In fact, when we challenged the Minister of Indigenous Services on the issue the first time, in March, she said that the purpose of the program is just to identify indigeneity. It is not about economic development, effectively. She completely changed her tune six months later. However, when the program is allowing shell companies, elite non-indigenous insiders, abusive joint ventures and outright pretenders to take advantage of the program, clearly the benefits are not going back to indigenous peoples, and the Liberals do not seem to care. They want to trumpet the box-checking exercise rather than answer clear, necessary questions about the impacts of the program on communities.
I speak to indigenous leaders across the country, and they talk very much about the importance of economic development, of autonomy, of giving back control over resources and over opportunities and of putting in place policies that allow indigenous communities to survive and prosper. One key piece of feedback we have heard is that there are various policies in procurement that actually make it very difficult for new entrants, including indigenous- and minority-owned businesses, to get contracts. The Liberals have so constrained the procurement system as to protect the privileged access of elite insiders.
We saw this with the arrive scam scandal as well. According to the Auditor General's report, we had an instance where GC Strategies sat down with people inside government to discuss the terms of the contract. According to the procurement ombudsman, there were overly restrictive requirements that said, for instance, one could only bid on a federal government contract if one had done a certain number of federal government contracts before. How does that make any sense? If one has a business that can do the work, maybe a new business or a business based somewhere else in the country, started by someone who does not have the same insider access or history with the federal government but can actually do the work, or maybe it has done work with other levels of government and has been successful in procurement processes across the country, but wants to bid on a project here in Ottawa, the government could say that it is sorry, but because it has not done business with the federal government it is out. It is an entrenched protection of privilege for elite Liberal-connected insiders.
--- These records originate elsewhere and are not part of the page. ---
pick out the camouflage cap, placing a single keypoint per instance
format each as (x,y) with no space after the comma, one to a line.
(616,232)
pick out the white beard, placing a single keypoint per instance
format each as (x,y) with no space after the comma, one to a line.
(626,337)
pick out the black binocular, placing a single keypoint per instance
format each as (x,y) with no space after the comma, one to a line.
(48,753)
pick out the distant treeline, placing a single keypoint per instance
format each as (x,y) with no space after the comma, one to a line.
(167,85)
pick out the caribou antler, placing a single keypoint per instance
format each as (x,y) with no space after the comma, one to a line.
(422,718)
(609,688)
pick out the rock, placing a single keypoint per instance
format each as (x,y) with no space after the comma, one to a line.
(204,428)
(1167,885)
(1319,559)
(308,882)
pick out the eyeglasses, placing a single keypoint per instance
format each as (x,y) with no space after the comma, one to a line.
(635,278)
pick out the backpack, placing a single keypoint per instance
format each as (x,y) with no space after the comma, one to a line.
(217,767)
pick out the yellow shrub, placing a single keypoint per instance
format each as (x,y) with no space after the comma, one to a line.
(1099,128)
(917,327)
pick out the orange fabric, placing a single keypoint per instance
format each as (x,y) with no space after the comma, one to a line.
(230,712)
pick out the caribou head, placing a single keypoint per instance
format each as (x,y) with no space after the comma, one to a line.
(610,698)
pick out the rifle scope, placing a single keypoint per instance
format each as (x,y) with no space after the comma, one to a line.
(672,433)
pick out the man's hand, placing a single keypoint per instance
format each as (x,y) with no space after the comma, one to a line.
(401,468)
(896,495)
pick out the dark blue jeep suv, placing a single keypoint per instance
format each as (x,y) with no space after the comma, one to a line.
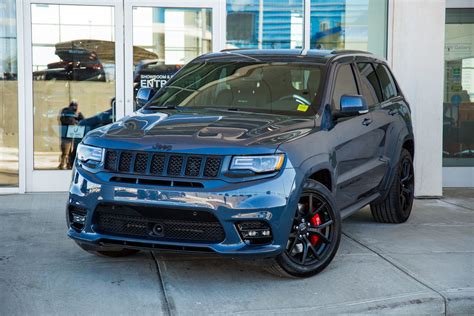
(249,153)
These are huge amounts of money we are talking about. In the Liberals' indigenous procurement scandal there are a number of players. Dalian Enterprises received over $100 million in contracts. The Canadian Health Care Agency received over $100 million in contracts. A majority of those who got contracts under this set-aside were shell companies according to the AFN. We are talking about massive amounts of money that the Liberals are finding ways to funnel to their friends and to other well-connected insiders.
That is the Liberals' priority, getting money to elite insider NDP-Liberal friends. Our priorities are restoring common sense, bringing it home, axing the tax, building the homes, fixing the budget and stopping the crime. When the carbon tax election comes, Canadians will be able to decide between our priorities and theirs.